MtCMPK contains the classical mononucleotide-binding motif: a β strand (β1 for MtCMPK) followed by a helix (α1) connected by a glycine-rich loop with a strongly conserved fingerprint sequence Gly-X-X-Gly-X-Gly-Lys (P loop), where X stands for any amino acid [8]. This motif forms a giant anion hole also known as P-loop. In MtCMPK, this motif corresponds to residues Gly13-X-X-Gly16-X-Gly18-Lys. The RMSF values indicate the high flexibility of helix α1 (Lys19-Leu30) and the phosphate donor site (Gly13-Gly18) in apo form. The presence of CMP causes a major stability and approximation of this structure when compared with its ligand-free model. It has been suggested that negatively charged ions with tetrahedral geometry (such as sulphate and phosphate ions) can inhibit kinases from binding nucleotides bearing a β-phosphate [39].

Interaction with cytidine-5′-monophosphate

The specificity and affinity between enzyme and its inhibitor depend on directional hydrogen bonds and ionic interactions, as well as on shape complementarity of the contact surfaces of both partners [40]. Analysis of the hydrogen bonds between cytidine-5′-monophosphate and MtCMPK reveals ten intermolecular hydrogen bonds and 14 with EcCMPK, the residues involved in the interaction with ligand are showed in Table 1. Analysis of the affinity constants between complex protein-ligand calculated by the program X-SCORE, SCORE and PERALS (Table 2) reveals that the pKd value of 4.93 calculated by SCORE program is more accurate as compared to the experimental value of 4.45 pKd units [41]. EcCMPK has higher affinity for CMP than MtCMPK, which is consistent with the larger number of hydrogen bonds for the latter as compared with the former.

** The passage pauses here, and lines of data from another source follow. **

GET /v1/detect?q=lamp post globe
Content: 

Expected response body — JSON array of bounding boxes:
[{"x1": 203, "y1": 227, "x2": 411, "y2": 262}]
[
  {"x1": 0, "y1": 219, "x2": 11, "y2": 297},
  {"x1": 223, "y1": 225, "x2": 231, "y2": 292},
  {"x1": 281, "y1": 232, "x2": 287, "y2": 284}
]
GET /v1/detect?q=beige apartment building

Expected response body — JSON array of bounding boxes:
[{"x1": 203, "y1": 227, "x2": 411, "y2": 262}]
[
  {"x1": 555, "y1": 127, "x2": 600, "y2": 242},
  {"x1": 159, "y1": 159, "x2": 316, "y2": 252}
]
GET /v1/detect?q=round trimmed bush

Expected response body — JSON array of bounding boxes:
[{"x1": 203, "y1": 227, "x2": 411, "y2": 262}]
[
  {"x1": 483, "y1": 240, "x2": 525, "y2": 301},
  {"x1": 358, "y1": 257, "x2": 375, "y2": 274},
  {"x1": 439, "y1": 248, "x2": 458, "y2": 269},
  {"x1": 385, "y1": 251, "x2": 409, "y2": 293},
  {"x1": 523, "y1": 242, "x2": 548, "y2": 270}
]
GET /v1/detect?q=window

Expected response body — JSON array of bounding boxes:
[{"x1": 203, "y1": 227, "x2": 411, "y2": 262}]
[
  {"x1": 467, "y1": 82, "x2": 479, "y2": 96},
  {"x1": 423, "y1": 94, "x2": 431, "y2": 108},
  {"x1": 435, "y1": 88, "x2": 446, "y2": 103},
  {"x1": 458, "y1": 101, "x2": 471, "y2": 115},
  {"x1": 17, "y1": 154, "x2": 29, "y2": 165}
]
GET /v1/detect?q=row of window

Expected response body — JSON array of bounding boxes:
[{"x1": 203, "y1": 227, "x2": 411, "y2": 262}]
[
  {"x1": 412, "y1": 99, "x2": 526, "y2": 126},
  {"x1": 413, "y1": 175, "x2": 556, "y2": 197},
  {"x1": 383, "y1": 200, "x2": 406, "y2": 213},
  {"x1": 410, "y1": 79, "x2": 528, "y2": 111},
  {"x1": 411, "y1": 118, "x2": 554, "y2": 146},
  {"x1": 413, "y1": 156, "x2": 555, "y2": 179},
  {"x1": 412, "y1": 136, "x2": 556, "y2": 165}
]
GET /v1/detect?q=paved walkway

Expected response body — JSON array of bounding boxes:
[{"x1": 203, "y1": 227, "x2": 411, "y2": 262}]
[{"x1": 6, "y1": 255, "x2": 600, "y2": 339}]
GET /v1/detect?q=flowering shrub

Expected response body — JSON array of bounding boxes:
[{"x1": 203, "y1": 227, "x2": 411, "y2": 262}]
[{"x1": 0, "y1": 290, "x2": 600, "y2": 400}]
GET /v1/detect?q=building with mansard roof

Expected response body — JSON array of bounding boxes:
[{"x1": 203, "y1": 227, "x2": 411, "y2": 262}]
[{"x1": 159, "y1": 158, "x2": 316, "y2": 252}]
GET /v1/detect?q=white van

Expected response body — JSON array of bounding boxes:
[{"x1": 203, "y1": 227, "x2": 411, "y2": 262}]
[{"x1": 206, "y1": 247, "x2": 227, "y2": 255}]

Table 1 Intermolecular contacts of EcCMPK and MtCMPK with CMP
Table 2 pKds for EcCMPK and MtCMPK

Conclusions

The molecular models of MtCMPK show that the interaction with CMP is favorable as observed for EcCMPK. The results obtained are in agreement with experimental data [12] demonstrating that the LID domain, NMPbind domain and phosphate donor site have low mobility when complexed with CMP and large motion in ligand-free form. Moreover, the data presented here suggest that the mode of action for MtCMPK may be similar to MtSK, with the open/closed conformational changes of the LID domain and the substrate binding loop involved in substrate entrance and exit.